Despite that, the trial court denied the PCR petition, finding Mays’ alibi defense “would have been equally available … after the amended charge was added.” Thus, the trial court held, Mays failed to prove that the result of his direct appeal would have been different but for his appellate counsel’s error.
The Court of Appeals reached a similar holding on Friday, with Judge Edward Najam writing first that “(t)he failure of Mays’ appellate counsel to provide us with an adequate record to permit meaningful review was objectively unreasonable.” Additionally, Najam said the lower court clearly erred when it found that the Court of Appeals, if it had reached the merits of the Fajardo claim, “would have held that the State’s amendment was one of form and not substance under Fajardo.”

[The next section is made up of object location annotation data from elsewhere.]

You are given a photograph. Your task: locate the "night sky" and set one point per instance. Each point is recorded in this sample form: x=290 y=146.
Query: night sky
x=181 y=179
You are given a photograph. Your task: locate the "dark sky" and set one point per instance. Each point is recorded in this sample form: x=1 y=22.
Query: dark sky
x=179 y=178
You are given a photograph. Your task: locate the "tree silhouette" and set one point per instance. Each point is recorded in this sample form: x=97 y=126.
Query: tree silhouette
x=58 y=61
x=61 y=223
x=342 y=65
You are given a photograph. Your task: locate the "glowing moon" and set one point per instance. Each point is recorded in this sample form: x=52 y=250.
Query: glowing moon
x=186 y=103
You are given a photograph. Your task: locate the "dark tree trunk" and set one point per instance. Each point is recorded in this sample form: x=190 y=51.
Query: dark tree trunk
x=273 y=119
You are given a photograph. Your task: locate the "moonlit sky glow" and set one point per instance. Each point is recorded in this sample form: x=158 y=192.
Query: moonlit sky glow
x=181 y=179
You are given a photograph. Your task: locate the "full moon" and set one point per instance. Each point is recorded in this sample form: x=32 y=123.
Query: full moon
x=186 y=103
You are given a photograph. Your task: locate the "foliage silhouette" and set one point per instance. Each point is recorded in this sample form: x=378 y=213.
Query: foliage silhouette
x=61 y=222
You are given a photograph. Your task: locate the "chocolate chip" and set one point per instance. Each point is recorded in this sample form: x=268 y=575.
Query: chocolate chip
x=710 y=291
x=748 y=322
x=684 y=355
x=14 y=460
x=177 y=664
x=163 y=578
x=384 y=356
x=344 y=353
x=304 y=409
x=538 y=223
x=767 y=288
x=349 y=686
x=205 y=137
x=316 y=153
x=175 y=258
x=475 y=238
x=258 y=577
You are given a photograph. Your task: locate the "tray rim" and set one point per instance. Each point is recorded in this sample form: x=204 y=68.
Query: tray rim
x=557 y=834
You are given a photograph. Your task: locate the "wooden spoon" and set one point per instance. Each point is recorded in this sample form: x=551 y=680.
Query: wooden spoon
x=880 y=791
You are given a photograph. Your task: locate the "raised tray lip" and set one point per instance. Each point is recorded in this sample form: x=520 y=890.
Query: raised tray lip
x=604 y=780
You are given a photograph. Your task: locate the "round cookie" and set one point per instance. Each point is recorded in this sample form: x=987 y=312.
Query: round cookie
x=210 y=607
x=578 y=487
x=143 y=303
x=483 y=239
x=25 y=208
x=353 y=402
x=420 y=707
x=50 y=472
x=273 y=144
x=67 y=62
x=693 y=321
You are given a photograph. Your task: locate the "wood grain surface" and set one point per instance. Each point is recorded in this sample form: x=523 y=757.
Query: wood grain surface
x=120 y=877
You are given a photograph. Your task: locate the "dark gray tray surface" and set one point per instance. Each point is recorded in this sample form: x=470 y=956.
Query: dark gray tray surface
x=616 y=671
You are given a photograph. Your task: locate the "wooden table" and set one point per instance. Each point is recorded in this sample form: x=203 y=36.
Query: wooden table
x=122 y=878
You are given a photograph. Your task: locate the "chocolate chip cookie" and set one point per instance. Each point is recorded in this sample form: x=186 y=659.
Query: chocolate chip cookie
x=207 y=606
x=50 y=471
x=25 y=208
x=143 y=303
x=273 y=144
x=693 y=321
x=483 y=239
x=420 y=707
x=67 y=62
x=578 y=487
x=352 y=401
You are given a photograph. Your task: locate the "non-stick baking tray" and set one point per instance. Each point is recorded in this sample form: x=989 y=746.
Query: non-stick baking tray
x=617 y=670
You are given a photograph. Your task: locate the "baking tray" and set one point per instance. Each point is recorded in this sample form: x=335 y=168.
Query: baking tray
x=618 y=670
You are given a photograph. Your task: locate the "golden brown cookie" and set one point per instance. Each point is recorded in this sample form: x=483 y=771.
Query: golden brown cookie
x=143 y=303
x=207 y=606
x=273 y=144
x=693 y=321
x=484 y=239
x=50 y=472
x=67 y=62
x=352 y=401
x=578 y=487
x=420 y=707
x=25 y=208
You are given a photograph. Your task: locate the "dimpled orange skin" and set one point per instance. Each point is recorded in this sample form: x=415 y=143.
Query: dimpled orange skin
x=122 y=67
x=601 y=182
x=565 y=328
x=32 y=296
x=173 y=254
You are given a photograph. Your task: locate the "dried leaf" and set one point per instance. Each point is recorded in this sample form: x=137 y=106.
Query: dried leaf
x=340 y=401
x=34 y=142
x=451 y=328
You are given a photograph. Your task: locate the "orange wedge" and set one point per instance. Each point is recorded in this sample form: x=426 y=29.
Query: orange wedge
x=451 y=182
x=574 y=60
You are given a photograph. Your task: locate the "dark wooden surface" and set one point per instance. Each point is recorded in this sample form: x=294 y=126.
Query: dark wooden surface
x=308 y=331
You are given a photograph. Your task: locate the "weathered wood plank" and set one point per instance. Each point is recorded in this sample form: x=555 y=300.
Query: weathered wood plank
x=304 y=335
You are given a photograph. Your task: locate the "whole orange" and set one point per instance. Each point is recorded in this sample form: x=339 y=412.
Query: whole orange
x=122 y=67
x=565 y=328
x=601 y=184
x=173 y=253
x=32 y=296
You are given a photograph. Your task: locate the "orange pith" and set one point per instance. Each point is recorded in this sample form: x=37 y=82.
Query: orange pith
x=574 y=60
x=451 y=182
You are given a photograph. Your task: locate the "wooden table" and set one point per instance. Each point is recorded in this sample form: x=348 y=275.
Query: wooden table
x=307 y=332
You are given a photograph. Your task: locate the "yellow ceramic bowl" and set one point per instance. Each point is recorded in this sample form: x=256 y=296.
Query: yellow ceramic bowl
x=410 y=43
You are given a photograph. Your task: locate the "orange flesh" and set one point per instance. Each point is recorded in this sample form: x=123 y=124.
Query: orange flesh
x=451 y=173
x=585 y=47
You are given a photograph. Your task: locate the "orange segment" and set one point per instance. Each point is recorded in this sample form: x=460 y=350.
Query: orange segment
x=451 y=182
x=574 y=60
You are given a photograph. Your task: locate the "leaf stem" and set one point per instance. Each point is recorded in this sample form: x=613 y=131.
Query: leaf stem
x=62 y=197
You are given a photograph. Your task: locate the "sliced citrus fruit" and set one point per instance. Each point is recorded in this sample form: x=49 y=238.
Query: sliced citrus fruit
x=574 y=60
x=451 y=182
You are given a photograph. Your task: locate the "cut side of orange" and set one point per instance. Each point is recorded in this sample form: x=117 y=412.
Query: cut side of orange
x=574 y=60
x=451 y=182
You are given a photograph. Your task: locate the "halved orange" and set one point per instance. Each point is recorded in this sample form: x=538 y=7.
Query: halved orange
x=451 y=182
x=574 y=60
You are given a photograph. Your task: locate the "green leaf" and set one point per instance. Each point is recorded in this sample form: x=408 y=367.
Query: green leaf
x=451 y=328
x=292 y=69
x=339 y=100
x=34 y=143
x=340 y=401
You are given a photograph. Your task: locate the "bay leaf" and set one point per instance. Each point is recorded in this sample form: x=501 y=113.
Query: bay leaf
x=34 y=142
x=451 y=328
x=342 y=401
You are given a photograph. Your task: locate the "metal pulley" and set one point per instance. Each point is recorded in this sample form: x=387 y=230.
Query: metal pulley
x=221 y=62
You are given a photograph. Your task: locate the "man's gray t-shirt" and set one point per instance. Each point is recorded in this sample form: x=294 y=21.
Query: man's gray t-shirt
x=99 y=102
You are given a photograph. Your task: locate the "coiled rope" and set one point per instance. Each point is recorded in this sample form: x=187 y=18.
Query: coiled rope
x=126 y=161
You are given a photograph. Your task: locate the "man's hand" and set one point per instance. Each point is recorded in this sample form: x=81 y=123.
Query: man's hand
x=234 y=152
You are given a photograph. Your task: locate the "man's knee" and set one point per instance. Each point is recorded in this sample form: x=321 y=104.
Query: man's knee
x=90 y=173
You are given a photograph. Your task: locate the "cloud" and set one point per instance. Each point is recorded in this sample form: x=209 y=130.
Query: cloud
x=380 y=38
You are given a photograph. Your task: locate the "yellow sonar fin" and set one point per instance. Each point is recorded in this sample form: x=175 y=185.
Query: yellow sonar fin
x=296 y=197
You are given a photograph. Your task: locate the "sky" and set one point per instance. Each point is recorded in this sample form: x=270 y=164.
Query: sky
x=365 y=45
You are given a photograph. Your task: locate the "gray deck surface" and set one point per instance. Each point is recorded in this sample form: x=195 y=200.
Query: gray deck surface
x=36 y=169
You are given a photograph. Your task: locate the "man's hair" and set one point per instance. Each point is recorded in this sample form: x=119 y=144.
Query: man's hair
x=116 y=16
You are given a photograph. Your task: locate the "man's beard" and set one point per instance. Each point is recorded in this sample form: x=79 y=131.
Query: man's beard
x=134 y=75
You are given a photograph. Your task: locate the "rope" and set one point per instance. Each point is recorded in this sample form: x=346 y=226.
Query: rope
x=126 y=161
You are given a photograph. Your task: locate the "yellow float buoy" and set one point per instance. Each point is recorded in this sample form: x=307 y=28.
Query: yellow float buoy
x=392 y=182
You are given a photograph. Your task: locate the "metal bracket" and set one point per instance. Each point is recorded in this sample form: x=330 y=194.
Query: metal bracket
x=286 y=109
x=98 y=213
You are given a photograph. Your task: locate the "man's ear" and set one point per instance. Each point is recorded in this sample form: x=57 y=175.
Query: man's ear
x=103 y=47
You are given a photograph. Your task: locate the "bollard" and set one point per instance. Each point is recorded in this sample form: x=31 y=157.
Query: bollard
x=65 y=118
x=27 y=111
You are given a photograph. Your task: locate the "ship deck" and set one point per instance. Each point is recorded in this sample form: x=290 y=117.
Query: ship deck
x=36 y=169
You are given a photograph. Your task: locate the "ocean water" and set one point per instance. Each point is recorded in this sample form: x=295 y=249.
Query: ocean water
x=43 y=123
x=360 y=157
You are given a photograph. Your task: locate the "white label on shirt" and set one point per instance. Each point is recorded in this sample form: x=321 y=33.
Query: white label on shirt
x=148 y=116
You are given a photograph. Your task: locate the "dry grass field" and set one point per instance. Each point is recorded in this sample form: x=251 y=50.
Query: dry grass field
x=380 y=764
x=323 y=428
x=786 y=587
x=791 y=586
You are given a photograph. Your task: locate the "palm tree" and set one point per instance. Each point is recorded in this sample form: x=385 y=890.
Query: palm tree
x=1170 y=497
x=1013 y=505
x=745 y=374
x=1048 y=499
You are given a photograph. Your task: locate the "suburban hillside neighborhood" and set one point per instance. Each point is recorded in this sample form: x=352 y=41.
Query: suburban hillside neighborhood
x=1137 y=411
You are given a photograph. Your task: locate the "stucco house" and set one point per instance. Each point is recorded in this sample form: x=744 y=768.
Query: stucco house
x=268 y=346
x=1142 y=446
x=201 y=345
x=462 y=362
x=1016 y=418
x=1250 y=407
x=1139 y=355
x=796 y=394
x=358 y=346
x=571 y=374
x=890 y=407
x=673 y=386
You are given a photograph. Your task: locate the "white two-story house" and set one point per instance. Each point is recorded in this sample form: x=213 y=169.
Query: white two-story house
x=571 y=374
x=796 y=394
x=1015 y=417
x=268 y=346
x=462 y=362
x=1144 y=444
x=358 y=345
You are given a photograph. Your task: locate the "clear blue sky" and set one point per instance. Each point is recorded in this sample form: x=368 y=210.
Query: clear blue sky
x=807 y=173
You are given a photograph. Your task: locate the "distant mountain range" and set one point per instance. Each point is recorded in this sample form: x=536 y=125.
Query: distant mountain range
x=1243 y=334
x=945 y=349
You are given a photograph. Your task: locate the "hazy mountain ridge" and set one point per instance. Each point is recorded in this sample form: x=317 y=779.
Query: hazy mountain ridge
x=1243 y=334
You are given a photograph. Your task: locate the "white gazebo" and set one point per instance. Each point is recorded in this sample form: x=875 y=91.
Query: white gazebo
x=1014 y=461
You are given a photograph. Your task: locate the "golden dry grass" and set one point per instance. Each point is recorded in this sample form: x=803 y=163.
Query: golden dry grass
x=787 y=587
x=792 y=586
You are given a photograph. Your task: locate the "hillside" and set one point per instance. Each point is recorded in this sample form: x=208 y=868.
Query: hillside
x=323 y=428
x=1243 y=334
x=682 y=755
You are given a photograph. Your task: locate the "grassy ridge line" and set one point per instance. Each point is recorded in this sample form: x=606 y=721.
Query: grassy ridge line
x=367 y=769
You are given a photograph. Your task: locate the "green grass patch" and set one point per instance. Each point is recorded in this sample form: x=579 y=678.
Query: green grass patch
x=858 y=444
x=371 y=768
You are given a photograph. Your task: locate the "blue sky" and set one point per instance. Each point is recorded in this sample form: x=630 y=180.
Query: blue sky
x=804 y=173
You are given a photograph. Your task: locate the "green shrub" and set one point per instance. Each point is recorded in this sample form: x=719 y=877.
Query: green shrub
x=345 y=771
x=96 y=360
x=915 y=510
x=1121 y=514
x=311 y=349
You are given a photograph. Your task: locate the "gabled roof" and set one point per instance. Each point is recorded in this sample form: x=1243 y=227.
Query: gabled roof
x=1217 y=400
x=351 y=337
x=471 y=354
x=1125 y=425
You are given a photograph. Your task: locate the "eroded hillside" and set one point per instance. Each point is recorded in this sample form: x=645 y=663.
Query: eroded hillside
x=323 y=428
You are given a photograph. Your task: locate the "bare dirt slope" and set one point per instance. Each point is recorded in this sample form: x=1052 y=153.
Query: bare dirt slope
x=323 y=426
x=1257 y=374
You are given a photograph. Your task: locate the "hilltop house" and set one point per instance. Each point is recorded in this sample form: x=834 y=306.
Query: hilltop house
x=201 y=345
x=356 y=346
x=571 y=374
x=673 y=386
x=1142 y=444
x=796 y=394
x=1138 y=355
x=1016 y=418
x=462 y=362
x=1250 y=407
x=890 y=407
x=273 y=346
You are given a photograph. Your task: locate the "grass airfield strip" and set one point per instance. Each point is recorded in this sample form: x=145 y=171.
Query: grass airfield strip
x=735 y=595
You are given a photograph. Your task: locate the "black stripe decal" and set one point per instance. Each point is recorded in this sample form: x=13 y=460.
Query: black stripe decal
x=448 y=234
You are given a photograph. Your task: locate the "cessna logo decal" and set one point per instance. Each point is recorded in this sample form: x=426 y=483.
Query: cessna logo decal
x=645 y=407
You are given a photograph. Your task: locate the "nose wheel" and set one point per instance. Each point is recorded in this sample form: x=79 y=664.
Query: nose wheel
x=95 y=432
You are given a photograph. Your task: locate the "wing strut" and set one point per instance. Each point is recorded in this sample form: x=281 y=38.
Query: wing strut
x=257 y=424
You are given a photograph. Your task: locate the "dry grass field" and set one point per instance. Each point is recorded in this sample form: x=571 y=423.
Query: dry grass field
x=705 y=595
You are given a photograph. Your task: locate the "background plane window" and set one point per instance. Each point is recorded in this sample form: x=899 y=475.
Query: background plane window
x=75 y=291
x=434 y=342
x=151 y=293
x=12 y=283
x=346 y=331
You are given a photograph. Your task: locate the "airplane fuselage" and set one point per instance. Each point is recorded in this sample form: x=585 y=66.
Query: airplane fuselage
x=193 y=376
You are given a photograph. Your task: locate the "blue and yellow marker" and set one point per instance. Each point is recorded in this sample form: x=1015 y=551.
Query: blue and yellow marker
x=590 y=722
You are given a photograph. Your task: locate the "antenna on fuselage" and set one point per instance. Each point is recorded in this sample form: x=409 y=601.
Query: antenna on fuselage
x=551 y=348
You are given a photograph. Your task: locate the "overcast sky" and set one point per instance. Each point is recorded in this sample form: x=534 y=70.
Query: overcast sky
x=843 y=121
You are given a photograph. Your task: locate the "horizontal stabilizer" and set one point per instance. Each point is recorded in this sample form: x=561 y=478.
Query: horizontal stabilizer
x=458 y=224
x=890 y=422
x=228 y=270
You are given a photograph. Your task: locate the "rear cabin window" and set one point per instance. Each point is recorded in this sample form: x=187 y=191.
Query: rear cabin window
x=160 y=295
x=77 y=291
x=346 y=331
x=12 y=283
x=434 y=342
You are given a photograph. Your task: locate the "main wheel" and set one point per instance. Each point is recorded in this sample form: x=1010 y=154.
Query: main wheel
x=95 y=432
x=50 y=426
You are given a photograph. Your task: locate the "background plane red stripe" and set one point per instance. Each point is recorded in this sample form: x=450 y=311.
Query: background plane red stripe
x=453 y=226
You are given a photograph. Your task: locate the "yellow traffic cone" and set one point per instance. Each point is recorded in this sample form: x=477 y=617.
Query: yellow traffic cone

“Nonetheless, we would not have reversed Mays’ convictions in Mays I because Fajardo was no longer good law,” Najam said. “Instead of applying Fajardo, we would have held that our legislature’s quick amendment to Indiana Code Section 35-34-1-5(b) superseded and negated Fajardo’s holding.”
“Thus, had we reached the merits of Mays’ Fajardo claim in his direct appeal, the correct resolution would have been to apply the amended statute, not Fajardo, which in turn would have required this Court to consider as the trial court did here, whether the State’s untimely amendment to the charging information prejudiced Mays’ substantial rights,” he said.
In making that consideration, Najam said the Court of Appeals would have found no prejudice because Mays had notice of the amendment before the state requested it, and his trial date was set with his agreement. Further, Mays’ alibi defense did not change after the charging information was amended.
Finally, the appellate court rejected Mays’ post-briefing argument that he should be granted relief under 7th Circuit precedent in Jones v. Zatecky, ___ F.3d ___, No. 17-2606, 2019 WL 966601 (7th Cir. Feb. 28, 2019) and Shaw v. Wilson, 721 F.3d 908, 911 (7th Cir. 2013), which both drew on Haak v. State, 695 N.E.2d 994, 951 n.5 (Ind. 1998), which each addressed the applicability of I.C. 35-34-1-5(b).
“Thus, notwithstanding the federal authorities cited by Mays, we hold that the statutory amendment would have applied to Mays on direct appeal, and, as such, we affirm the post-conviction court’s denial of Mays’ petition for post-conviction relief,” Najam concluded.